Magisto’s job then is to automate the basics. You feed it a selection of photos and/or video clips, or use it to record some video, choose an editing style, choose a soundtrack, and then let it get on with automatically editing them into a short movie, complete with fades and cuts. It adds a degree of image stabilisation and uses facial recognition to zoom in on faces.

The finished movie is stored online and can be downloaded or shared with others; there’s also a community element, with lots more videos to watch. The audio and visual overlays definitely turn dull footage into something more watchable. Sure, they are rather artsy and while some will love them, others will hate them. Fortunately, there is a ‘none’ option in both cases.

The video processing takes place on Magisto’s own servers; the downside of this is that it must upload the video clips, which can take a while when even a modest phone camera requires almost 1MB per second of video.

One interesting side-effect of the automated process is that instead of worrying about the technical elements - the edits and cuts - you instead have to think a bit more about your original video, as it does need usable video clips to work with.
The basic version of Magisto is free on Apple and Android, and provides 5GB of storage for your created videos. Various premium upgrades at £12 to £20 a year let you upload more elements per movie, create longer movies, store more online, and so on.

Sunny Evening

Ultratext

Free with in-app upgrades

There is more to visual media than actual video of course. You can also create a powerful impression with text fonts, colours and movement, and that is exactly the aim of Ultratext. A simple-to-use messaging app for iPhone and Android, it animates each word as you type it to create graphic text messages.

The basic free app gives you multi-coloured flashing words. You can then either send the message directly using MMS or email (or iMessage on an iPhone), or via one of a variety of social networks or messenger apps - though not Facebook Messenger, which needs a separate Ultratext app. You can also save it to your photo folder or cloud storage as an animated GIF - the latter is a useful image format that can also be embedded on web pages and the like.

With the iPhone app, you can also change the text colour, alignment and positioning, add photos or smilies and other icons, and save messages for later. The Android version is much more limited its editing capabilities - very weak, in fact, unless you buy in-app upgrades. These add more fonts or extra emojis, or remove the watermark on texts, and cost 79p each.

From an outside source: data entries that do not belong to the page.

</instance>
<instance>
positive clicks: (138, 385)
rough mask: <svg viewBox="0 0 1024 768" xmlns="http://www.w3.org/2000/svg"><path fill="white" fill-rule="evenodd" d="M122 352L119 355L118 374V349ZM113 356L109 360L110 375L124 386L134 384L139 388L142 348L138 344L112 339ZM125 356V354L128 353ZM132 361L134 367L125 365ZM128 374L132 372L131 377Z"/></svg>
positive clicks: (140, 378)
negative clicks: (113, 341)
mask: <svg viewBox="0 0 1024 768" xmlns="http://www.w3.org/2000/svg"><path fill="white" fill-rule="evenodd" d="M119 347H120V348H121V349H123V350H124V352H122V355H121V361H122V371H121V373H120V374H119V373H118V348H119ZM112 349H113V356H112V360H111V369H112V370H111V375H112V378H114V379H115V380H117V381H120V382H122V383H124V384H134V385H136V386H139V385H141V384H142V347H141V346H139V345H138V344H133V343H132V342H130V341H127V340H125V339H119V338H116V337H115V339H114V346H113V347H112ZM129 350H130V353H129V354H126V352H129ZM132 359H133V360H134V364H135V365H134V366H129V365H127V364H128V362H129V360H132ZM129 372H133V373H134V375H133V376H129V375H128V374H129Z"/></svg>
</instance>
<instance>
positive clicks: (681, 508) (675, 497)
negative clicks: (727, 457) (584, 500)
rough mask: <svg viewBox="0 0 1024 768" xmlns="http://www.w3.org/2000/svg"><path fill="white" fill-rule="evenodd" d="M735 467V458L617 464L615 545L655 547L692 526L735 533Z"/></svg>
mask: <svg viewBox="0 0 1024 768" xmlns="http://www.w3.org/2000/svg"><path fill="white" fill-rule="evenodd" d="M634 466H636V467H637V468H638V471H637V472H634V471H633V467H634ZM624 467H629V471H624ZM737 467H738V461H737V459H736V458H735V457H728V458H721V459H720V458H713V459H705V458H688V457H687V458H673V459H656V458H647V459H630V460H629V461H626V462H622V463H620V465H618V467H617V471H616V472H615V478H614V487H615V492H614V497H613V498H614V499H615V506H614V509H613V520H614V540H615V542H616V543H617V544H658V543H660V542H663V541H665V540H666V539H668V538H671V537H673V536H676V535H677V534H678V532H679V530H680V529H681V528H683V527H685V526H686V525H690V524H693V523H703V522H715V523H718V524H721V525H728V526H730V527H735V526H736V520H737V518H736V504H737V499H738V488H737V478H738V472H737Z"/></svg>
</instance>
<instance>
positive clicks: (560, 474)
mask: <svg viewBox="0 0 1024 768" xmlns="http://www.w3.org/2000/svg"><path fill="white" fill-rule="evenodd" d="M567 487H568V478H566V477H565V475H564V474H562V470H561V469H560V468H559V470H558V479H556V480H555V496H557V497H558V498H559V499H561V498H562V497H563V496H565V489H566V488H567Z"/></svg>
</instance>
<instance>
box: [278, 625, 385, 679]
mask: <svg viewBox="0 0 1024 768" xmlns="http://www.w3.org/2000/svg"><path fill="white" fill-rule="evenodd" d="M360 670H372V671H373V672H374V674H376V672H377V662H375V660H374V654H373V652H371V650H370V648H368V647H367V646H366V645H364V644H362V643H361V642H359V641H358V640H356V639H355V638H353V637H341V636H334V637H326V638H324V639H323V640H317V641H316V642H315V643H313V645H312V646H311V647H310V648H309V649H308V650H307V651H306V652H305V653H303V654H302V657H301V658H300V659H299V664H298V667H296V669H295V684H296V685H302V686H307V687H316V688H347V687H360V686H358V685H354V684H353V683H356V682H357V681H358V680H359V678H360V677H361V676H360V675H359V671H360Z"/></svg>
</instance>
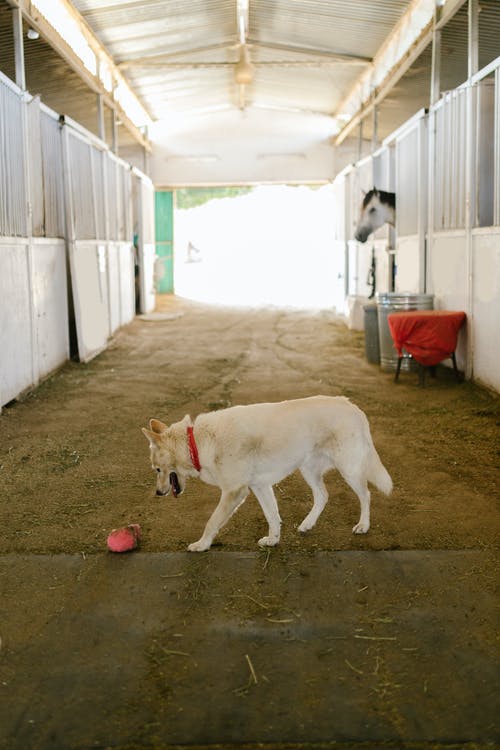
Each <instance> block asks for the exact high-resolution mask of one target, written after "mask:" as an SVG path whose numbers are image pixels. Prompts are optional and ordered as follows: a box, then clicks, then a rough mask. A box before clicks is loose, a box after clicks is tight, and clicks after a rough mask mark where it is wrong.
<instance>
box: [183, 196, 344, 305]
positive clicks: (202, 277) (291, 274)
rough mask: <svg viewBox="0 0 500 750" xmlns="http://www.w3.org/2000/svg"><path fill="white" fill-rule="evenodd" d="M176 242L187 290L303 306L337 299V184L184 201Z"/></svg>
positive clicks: (215, 302) (319, 303)
mask: <svg viewBox="0 0 500 750" xmlns="http://www.w3.org/2000/svg"><path fill="white" fill-rule="evenodd" d="M185 193H186V191H184V192H183V195H185ZM178 202H179V201H178ZM174 243H175V252H174V258H175V267H174V274H175V291H176V294H178V295H180V296H182V297H187V298H190V299H195V300H199V301H203V302H212V303H219V304H227V305H244V306H249V305H250V306H263V305H275V306H286V307H289V306H292V307H300V308H332V307H334V306H335V303H336V301H337V300H336V299H335V297H336V295H337V292H336V290H337V289H338V287H339V282H338V278H339V274H342V273H343V258H342V259H339V258H338V257H336V254H335V250H334V199H333V193H332V188H331V185H325V186H322V187H317V188H311V187H306V186H300V187H292V186H286V185H270V186H260V187H255V188H252V189H250V190H249V192H246V193H245V194H240V195H236V196H235V197H222V198H214V199H211V200H208V201H207V202H204V203H203V204H202V205H197V206H194V207H191V208H181V207H179V206H177V208H176V211H175V239H174ZM340 261H342V262H341V263H340ZM341 266H342V267H341ZM337 296H338V295H337Z"/></svg>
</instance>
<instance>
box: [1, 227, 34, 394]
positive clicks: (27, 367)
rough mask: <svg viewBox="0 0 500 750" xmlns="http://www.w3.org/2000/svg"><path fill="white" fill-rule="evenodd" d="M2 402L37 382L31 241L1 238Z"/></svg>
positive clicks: (1, 328)
mask: <svg viewBox="0 0 500 750" xmlns="http://www.w3.org/2000/svg"><path fill="white" fill-rule="evenodd" d="M0 268H1V269H2V271H1V273H0V303H1V304H0V405H3V404H6V403H7V402H8V401H11V400H12V399H13V398H15V397H16V396H17V395H19V393H22V391H24V390H25V389H26V388H29V387H30V386H31V385H33V382H34V374H33V339H32V313H31V291H30V281H29V279H30V269H29V248H28V243H27V242H23V241H19V242H16V241H15V240H11V241H10V242H9V241H8V240H4V241H1V240H0Z"/></svg>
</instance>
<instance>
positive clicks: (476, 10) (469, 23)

Of course, while some users will love Ultratext, others will find it lurid and silly; there are as yet no themes available to make it a little more safe-for-work.

Microsoft

Hyperlapse Mobile

Free on Android, Windows Phone

If you ever feel the need to fast-forward when watching a long first-person video, then Hyperlapse could be for you. This clever app creates time-lapse videos, either capturing them directly or from existing footage. Microsoft’s new-found openness means that it is available for both Windows phones and Android devices; there are also versions of the technology for desktop Windows, and hosted for the web on Microsoft’s Azure cloud computing service.

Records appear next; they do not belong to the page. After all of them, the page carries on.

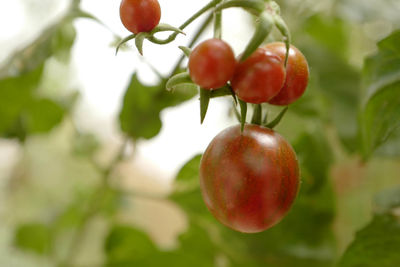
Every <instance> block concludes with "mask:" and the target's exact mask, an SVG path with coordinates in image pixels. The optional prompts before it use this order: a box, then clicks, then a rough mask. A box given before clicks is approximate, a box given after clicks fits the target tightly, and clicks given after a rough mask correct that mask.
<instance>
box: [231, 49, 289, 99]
mask: <svg viewBox="0 0 400 267" xmlns="http://www.w3.org/2000/svg"><path fill="white" fill-rule="evenodd" d="M284 81H285V68H284V64H283V61H282V60H281V59H280V58H279V57H278V56H276V55H273V54H272V53H270V52H268V51H267V50H265V49H263V48H258V49H257V50H256V51H255V52H254V53H253V54H252V55H251V56H250V57H248V58H247V59H246V60H245V61H243V62H240V63H239V64H238V65H237V66H236V70H235V75H234V76H233V79H232V88H233V90H234V91H235V93H236V95H237V96H238V97H239V98H240V99H241V100H243V101H245V102H248V103H253V104H260V103H264V102H267V101H268V100H270V99H271V98H272V97H274V96H275V95H276V94H278V92H279V90H280V89H281V88H282V86H283V83H284Z"/></svg>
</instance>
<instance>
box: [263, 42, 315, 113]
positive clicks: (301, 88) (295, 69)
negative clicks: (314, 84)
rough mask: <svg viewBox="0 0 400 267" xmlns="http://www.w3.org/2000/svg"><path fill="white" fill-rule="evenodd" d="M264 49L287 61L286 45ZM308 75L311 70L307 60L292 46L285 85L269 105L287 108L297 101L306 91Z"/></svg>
mask: <svg viewBox="0 0 400 267" xmlns="http://www.w3.org/2000/svg"><path fill="white" fill-rule="evenodd" d="M264 48H265V49H267V50H268V51H271V52H272V53H274V54H275V55H278V56H279V57H280V58H281V59H282V60H285V56H286V46H285V44H284V43H281V42H275V43H270V44H267V45H266V46H265V47H264ZM308 75H309V70H308V64H307V60H306V58H305V57H304V55H303V54H302V53H301V52H300V51H299V50H298V49H297V48H296V47H295V46H293V45H291V46H290V49H289V58H288V63H287V65H286V80H285V84H284V85H283V87H282V89H281V90H280V91H279V93H278V94H277V95H276V96H275V97H274V98H272V99H271V100H269V101H268V103H270V104H274V105H280V106H286V105H289V104H291V103H293V102H294V101H296V100H297V99H298V98H299V97H301V96H302V95H303V93H304V91H305V90H306V87H307V84H308Z"/></svg>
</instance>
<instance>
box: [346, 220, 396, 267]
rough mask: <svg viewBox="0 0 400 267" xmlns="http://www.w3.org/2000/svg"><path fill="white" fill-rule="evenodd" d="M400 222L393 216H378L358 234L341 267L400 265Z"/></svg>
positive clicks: (352, 243) (348, 249) (361, 230)
mask: <svg viewBox="0 0 400 267" xmlns="http://www.w3.org/2000/svg"><path fill="white" fill-rule="evenodd" d="M399 251H400V220H399V218H398V217H395V216H393V215H391V214H383V215H376V216H375V217H374V218H373V220H372V222H371V223H370V224H368V225H367V226H366V227H364V228H363V229H361V230H360V231H359V232H357V234H356V237H355V240H354V241H353V243H352V244H350V246H349V247H348V249H347V250H346V252H345V253H344V255H343V257H342V259H341V260H340V262H339V264H338V266H339V267H358V266H363V267H375V266H380V267H392V266H398V265H399V264H400V253H399Z"/></svg>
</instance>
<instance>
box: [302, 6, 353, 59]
mask: <svg viewBox="0 0 400 267" xmlns="http://www.w3.org/2000/svg"><path fill="white" fill-rule="evenodd" d="M348 27H349V25H347V24H346V23H345V22H344V21H343V20H342V19H340V18H337V17H328V16H323V15H321V14H317V15H313V16H311V17H309V18H308V19H307V20H306V21H305V24H304V29H305V31H306V32H307V33H308V34H309V35H310V36H312V37H313V38H314V40H315V41H317V42H318V43H319V44H320V45H321V46H323V47H325V48H327V49H329V51H330V52H332V53H335V54H337V55H339V56H341V57H343V58H345V57H346V56H347V52H348V51H347V49H348V47H349V46H348V42H349V41H348V39H349V38H348V32H349V31H348V30H347V29H348Z"/></svg>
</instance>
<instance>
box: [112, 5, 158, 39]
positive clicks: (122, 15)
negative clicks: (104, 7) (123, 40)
mask: <svg viewBox="0 0 400 267" xmlns="http://www.w3.org/2000/svg"><path fill="white" fill-rule="evenodd" d="M119 15H120V18H121V21H122V24H124V26H125V28H127V29H128V30H129V31H130V32H133V33H140V32H149V31H151V30H152V29H154V27H156V26H157V25H158V23H159V22H160V18H161V8H160V4H159V3H158V1H157V0H122V2H121V5H120V7H119Z"/></svg>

Key to Hyperlapse is its ability to understand, align and stabilise images. Microsoft says this is based on 20 years of laboratory research into computational photography. It means that if you video an activity - yourself skiing, say, or someone else moving about - the app will try to keep the subject reasonably stable within the time-lapsed or speeded-up version.

You can choose what multiple you want to speed your video up by, doubling the speed each time from 2x up to 32x, you can even time-lapse the same video at different speeds. The one caveat is that, not too surprisingly, its battery consumption is fairly heavy.

The results are intriguing. Because the time-lapse element is fractions of seconds rather than minutes or hours, you get a video that appears speeded up yet which still makes sense to view. At low speeds it is like the speeded-up chases in old comedy shows, but those needed a stable camera platform - only with the addition of image alignment and stabilisation can you use both a hand-held camera and a 32x speed increase without giving your viewers either a headache, motion sickness, or both.